После того Гарольд стал возвращаться домой вечером с открытыми окнами.
Когда он доберется до Берика, он обязательно купит букет. Гарольд представил себе, как входит в двери хосписа, где Куини сидит в удобном кресле у залитого солнцем окна и ждет его появления. Медперсонал побросает все свои дела, чтобы проводить его взглядом, а пациенты будут ликовать, а может быть, даже захлопают в ладоши — и все из-за того, разумеется, что он проделал такой долгий путь; а Куини засмеется тихонько, как бывало прежде, и возьмет букет из его рук.
Морин когда-то любила вставлять цветущую веточку или осенний листок в петлицу на одежде. Такое случалось, наверное, сразу после их женитьбы. А бывало, если платье без пуговиц, она просто засовывала цветок за ухо, и лепестки сыпались ей на волосы. Забавно смотрелось… Гарольд давно и думать об этом забыл.
Притормозила и резко остановилась совсем рядом машина, оттеснив Гарольда в самую гущу крапивных зарослей. Опустилось стекло, и изнутри хлынула оглушительная музыка.
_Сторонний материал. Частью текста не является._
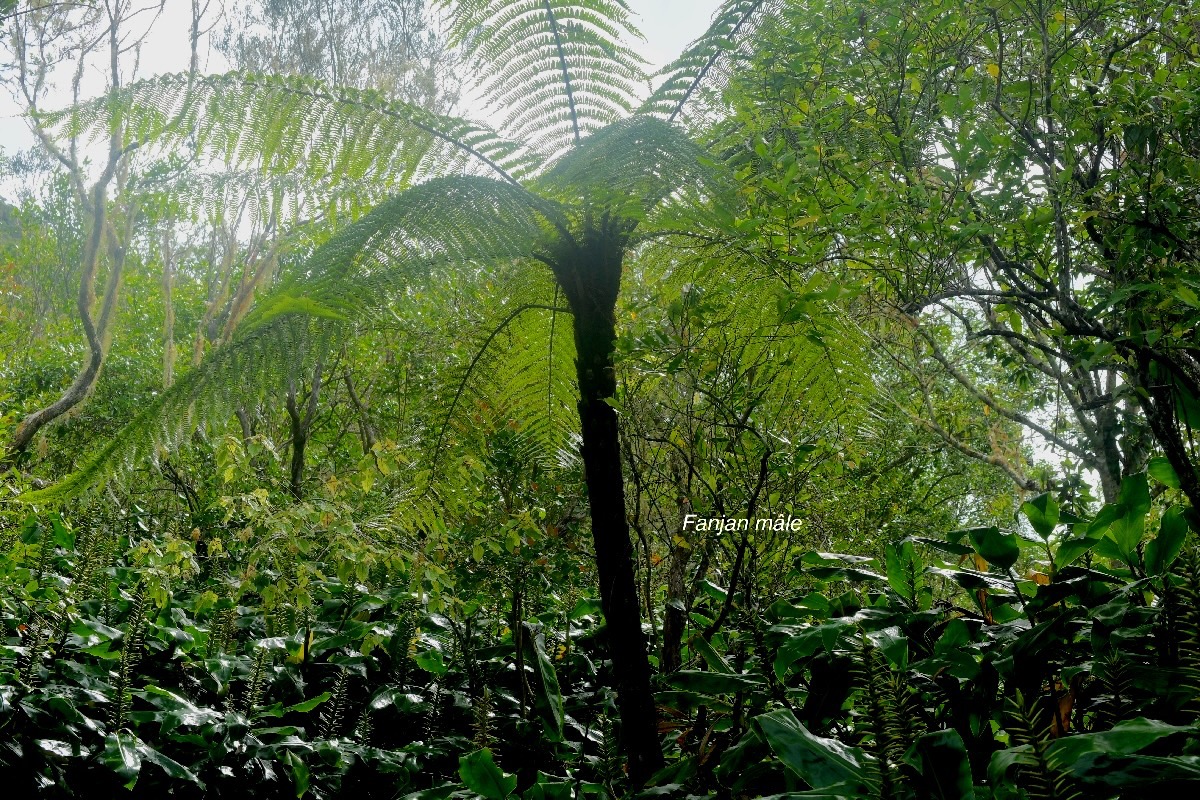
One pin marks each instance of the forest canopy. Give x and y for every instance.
(438, 400)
Лиц Гарольд не разглядел.
— Пошел проведать подружку, дедуля?
Гарольд выставил вверх оба больших пальца, ожидая, пока они проедут. Ноги он успел обстрекать, и кожа на них зудела.
Он не спеша шел все дальше и дальше. Смирившись со своей тихоходностью, Гарольд целиком отдался радости движения. Горизонт вдалеке был похож на полоску, проведенную кистью, синевато-прозрачную, словно вода, без вкраплений домов и деревьев. Иногда он расплывался, как будто земля и небо просочились друг в друга и стали двумя половинками единого целого. Гарольд миновал два грузовика, застрявшие нос к носу, и их водителей, поглощенных спором о том, кому из них давать задний ход, чтобы пропустить другого. Его желудок взывал о пище. Гарольд вспомнил о недоеденном завтраке, и у него подвело живот.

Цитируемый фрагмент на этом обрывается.